Students both across the nation and abroad were given the opportunity to participate in ongoing research with the Department of Nuclear Engineering at Texas A&M University through the Dwight Look College of Engineering’s Undergraduate Summer Research Grant program.

 The program selects students from a pool of candidates who have completed their sophomore year, are academically qualified and have a desire to pursue research initiatives. Those selected receive a stipend and are awarded credit hours for their research contributions.

International student Mariana Guerra from Brazil is a senior energy engineering major and saw an opportunity to do research at Texas A&M while in Denton, Texas, via an exchange program with her university to study the English language.

“I chose to come here to Texas A&M and it was my first choice,” Guerra said. “We talk a lot about Texas A&M in Brazil because of the nuclear department and because of how it relates to my field of study, so I know all the resources and research that Texas A&M provides, and so that was why it was my wish to come here.”

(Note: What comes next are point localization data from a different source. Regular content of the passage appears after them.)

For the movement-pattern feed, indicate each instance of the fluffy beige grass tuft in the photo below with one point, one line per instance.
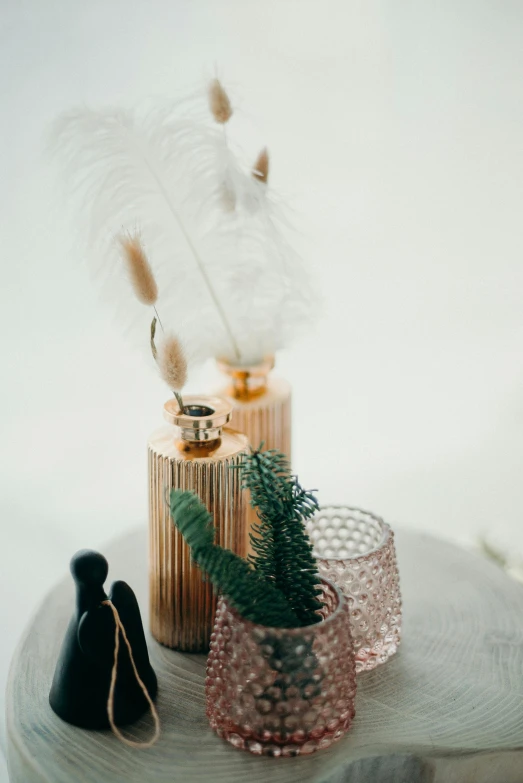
(261, 167)
(219, 102)
(172, 363)
(139, 269)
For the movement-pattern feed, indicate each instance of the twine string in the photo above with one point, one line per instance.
(114, 674)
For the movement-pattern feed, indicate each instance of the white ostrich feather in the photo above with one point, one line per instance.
(229, 283)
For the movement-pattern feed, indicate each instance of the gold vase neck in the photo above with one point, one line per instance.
(202, 418)
(247, 380)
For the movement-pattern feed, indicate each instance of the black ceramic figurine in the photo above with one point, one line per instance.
(81, 683)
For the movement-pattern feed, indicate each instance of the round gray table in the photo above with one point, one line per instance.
(447, 708)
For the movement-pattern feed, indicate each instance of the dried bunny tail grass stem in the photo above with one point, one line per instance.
(139, 269)
(173, 365)
(219, 102)
(260, 169)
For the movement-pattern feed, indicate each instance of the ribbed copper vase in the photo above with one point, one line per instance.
(262, 409)
(193, 452)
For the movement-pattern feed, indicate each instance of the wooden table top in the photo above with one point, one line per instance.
(448, 707)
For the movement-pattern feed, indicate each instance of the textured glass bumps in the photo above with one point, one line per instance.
(355, 550)
(281, 691)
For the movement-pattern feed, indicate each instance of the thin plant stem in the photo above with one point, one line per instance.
(158, 317)
(197, 258)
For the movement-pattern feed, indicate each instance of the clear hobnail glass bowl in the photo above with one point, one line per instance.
(282, 691)
(355, 550)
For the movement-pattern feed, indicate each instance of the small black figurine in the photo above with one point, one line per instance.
(80, 689)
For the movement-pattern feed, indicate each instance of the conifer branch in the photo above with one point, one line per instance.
(254, 597)
(283, 551)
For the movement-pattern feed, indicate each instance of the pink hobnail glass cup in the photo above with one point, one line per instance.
(282, 691)
(355, 550)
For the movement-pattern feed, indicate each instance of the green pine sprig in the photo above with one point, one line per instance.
(253, 596)
(283, 551)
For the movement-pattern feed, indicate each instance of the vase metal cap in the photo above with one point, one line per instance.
(256, 369)
(248, 381)
(202, 418)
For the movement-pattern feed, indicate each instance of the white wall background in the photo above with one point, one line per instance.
(396, 128)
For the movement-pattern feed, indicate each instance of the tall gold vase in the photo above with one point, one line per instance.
(262, 409)
(193, 451)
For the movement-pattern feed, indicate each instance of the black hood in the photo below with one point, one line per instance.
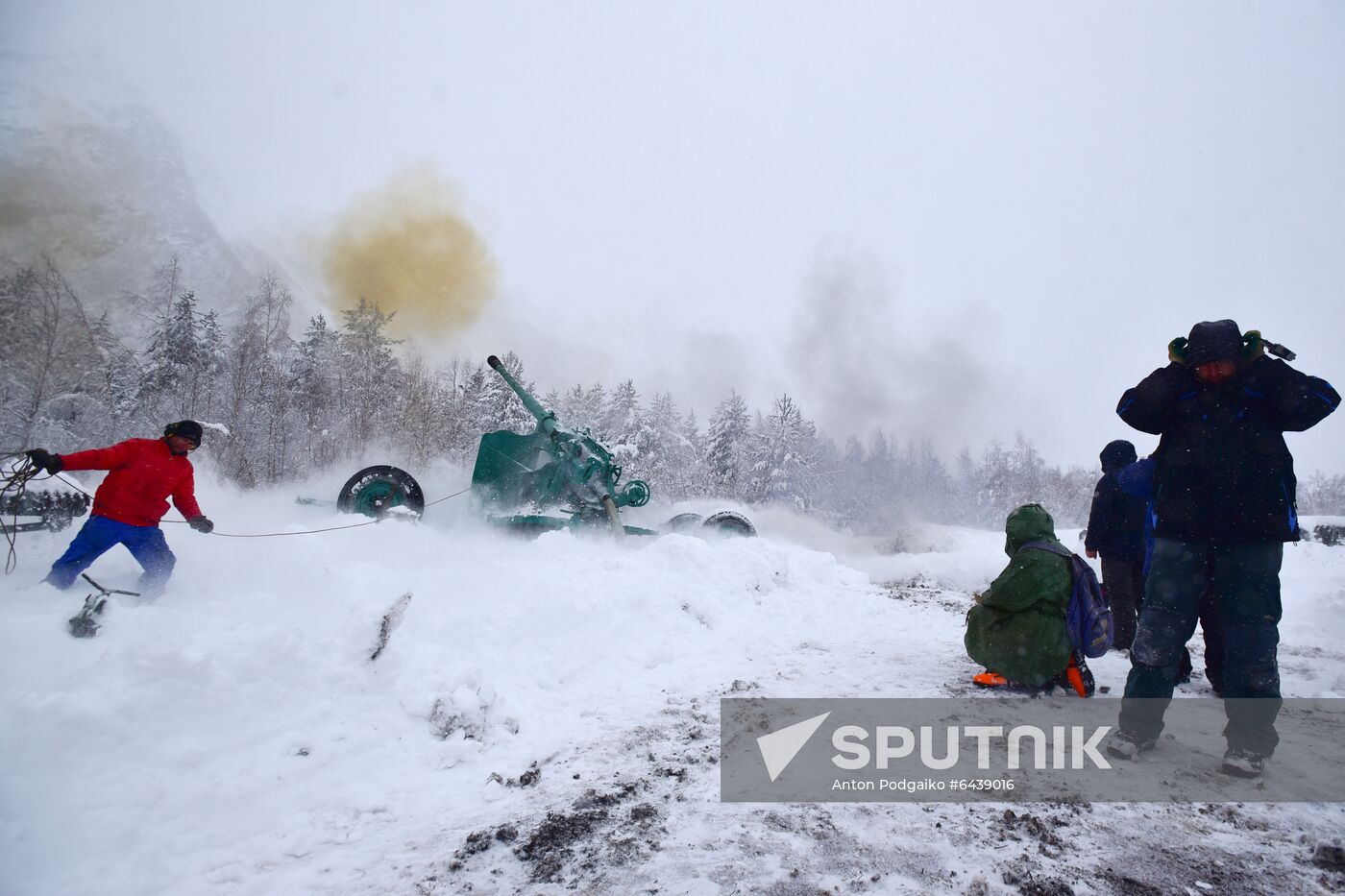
(1213, 341)
(1116, 455)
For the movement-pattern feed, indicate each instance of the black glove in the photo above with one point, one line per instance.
(44, 460)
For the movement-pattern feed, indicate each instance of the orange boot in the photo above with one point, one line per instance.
(1078, 675)
(989, 680)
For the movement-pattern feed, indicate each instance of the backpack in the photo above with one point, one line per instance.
(1088, 618)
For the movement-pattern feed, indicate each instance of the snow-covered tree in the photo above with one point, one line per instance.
(784, 458)
(726, 446)
(370, 375)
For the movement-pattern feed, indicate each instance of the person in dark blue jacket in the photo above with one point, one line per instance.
(1137, 480)
(1224, 505)
(1116, 532)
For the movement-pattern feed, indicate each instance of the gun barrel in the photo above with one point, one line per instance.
(544, 419)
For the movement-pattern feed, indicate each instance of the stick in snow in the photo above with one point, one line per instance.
(392, 619)
(84, 623)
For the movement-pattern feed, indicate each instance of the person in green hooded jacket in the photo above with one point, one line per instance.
(1017, 628)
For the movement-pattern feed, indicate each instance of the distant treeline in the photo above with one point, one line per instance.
(296, 405)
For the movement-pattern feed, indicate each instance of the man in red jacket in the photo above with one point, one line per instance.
(130, 503)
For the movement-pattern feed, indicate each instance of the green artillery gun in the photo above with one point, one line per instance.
(518, 476)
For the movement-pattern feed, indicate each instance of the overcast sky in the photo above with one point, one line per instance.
(958, 220)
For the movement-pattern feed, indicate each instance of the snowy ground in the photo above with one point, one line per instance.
(545, 718)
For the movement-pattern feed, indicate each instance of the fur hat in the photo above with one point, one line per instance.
(188, 429)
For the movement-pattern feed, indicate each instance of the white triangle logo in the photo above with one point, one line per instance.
(780, 747)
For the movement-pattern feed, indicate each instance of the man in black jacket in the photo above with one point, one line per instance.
(1224, 500)
(1116, 532)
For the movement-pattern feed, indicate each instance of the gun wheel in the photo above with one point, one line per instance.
(683, 522)
(374, 492)
(728, 522)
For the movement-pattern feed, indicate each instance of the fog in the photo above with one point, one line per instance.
(955, 221)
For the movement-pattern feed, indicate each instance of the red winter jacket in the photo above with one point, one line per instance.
(144, 472)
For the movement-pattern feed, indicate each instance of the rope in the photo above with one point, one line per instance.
(16, 482)
(12, 483)
(311, 532)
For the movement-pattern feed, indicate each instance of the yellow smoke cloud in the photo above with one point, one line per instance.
(409, 248)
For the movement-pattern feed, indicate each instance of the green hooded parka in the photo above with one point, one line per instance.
(1018, 630)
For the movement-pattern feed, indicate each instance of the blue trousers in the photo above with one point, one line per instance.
(1243, 579)
(98, 536)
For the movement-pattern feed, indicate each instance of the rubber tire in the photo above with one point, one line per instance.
(401, 486)
(728, 522)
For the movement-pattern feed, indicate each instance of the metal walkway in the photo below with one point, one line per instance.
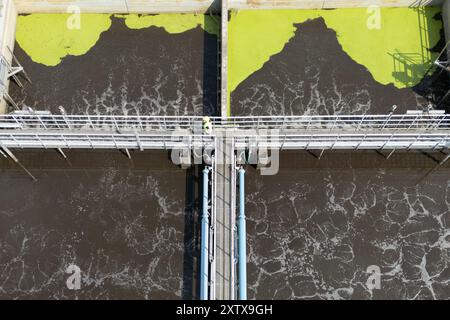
(377, 132)
(224, 207)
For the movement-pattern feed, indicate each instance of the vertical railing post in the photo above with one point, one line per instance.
(204, 257)
(242, 238)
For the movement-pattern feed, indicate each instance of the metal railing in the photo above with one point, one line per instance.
(421, 121)
(408, 131)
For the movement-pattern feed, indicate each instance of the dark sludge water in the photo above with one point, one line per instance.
(312, 230)
(129, 225)
(315, 227)
(127, 72)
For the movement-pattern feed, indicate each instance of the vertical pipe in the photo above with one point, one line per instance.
(204, 258)
(242, 239)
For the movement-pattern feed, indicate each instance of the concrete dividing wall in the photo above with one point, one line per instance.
(159, 6)
(8, 30)
(446, 22)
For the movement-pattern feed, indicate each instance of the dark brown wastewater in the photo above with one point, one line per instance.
(132, 225)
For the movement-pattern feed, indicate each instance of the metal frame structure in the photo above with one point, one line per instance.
(45, 130)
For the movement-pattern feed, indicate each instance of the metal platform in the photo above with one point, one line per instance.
(349, 132)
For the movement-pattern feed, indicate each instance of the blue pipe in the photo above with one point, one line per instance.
(242, 239)
(204, 272)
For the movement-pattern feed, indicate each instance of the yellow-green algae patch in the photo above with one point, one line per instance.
(47, 39)
(172, 23)
(401, 42)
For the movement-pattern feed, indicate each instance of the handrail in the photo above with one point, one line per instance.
(425, 121)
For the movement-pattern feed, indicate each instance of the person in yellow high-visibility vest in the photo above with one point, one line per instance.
(206, 125)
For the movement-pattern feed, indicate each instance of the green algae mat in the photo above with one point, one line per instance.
(46, 38)
(387, 42)
(402, 33)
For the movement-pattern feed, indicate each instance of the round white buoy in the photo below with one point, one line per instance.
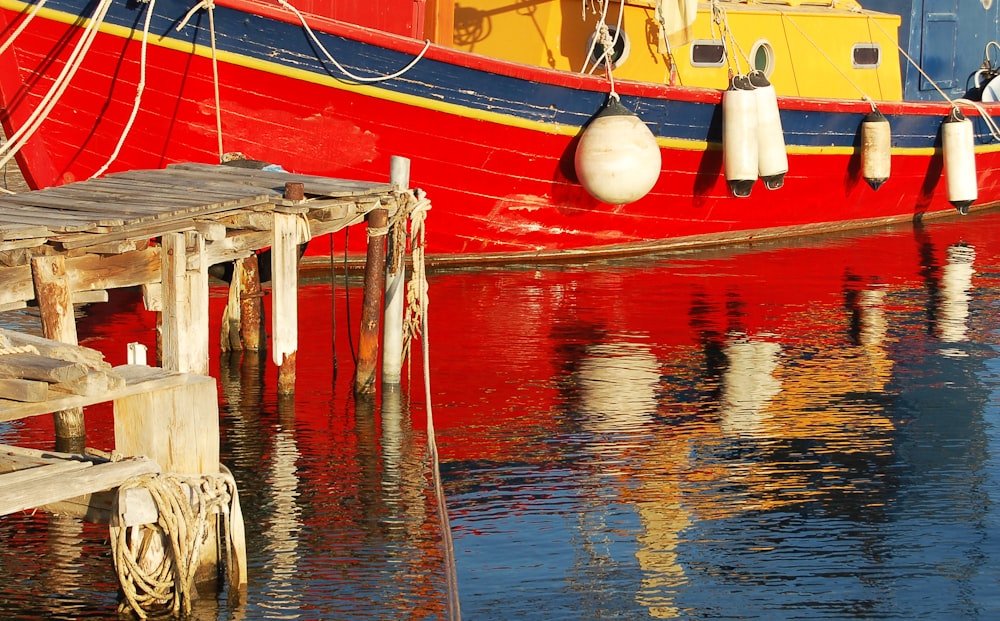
(617, 159)
(739, 136)
(772, 160)
(876, 149)
(959, 146)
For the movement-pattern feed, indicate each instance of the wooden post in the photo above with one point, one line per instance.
(395, 274)
(364, 382)
(284, 291)
(185, 304)
(55, 303)
(176, 425)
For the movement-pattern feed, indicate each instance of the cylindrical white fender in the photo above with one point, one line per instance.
(739, 136)
(876, 149)
(959, 146)
(772, 160)
(617, 159)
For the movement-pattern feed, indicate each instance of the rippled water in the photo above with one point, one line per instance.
(790, 431)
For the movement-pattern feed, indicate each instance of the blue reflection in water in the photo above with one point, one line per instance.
(797, 431)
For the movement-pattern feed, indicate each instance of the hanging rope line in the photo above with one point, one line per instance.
(140, 88)
(186, 508)
(27, 20)
(341, 68)
(17, 141)
(415, 324)
(984, 115)
(209, 5)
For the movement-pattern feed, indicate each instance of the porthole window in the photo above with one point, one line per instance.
(619, 51)
(707, 53)
(762, 57)
(866, 55)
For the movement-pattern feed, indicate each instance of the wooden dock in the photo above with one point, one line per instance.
(160, 230)
(107, 228)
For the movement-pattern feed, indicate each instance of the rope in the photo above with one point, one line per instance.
(344, 70)
(138, 92)
(414, 323)
(17, 141)
(27, 20)
(209, 5)
(416, 208)
(183, 524)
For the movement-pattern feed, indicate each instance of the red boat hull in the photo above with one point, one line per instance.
(502, 182)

Guerra’s research was focused on information technology and efforts to produce emerging energy solutions.

“Energy and water are very connected,” Guerra said. “The most important part of my research was how we can use information systems to produce potable water and how we can use this to help create energy. I know about energy and I know that nuclear is a good source of energy. We have a lot of renewable sources, but I see that I can help replace our energies with renewable energies to crate something more sustainable.”

Guerra was paired with Dr. Pavel Tsvetkov as her faculty advisor during her 10-week research opportunity. Tsvetkov also worked with Grant Varnau, an undergraduate physics major at San Diego State University who participated in research on possible advances in radiation therapy.

The opportunity was beneficial for Varnau, who has an interest in pursuing graduate studies in nuclear engineering but lacked a nuclear engineering program at San Diego State University.

“I had wanted to apply to this school as a undergraduate, and to be here was really neat,” Varnau said. “It’s been a fun experience for me to be here and see what the school is like and to be able to focus my research where I wanted to.”

Varnau’s research focused on radiation therapies, specifically on the distribution of particles known as alphameters within biological material such as bone, skin and other tissue. Using a specialized computer program known as “Stopping In Range of Ions and Matter,” Varnau looked at their distribution through the tissue to get a measure of radiation damage per the amount of radiation emitted in theoretical treatments.

The research still requires experimental verification, but Varnau believes it could be a good tool to help estimate radiation damage during chemotherapy treatments, and hopes to further his research and pursue graduate studies in nuclear engineering.

“We can use this program to get conservative estimates on radiation damage and biological materials, so if you give this program to anyone in the field, they can use it to better understand the radiation damage,” Varnau said.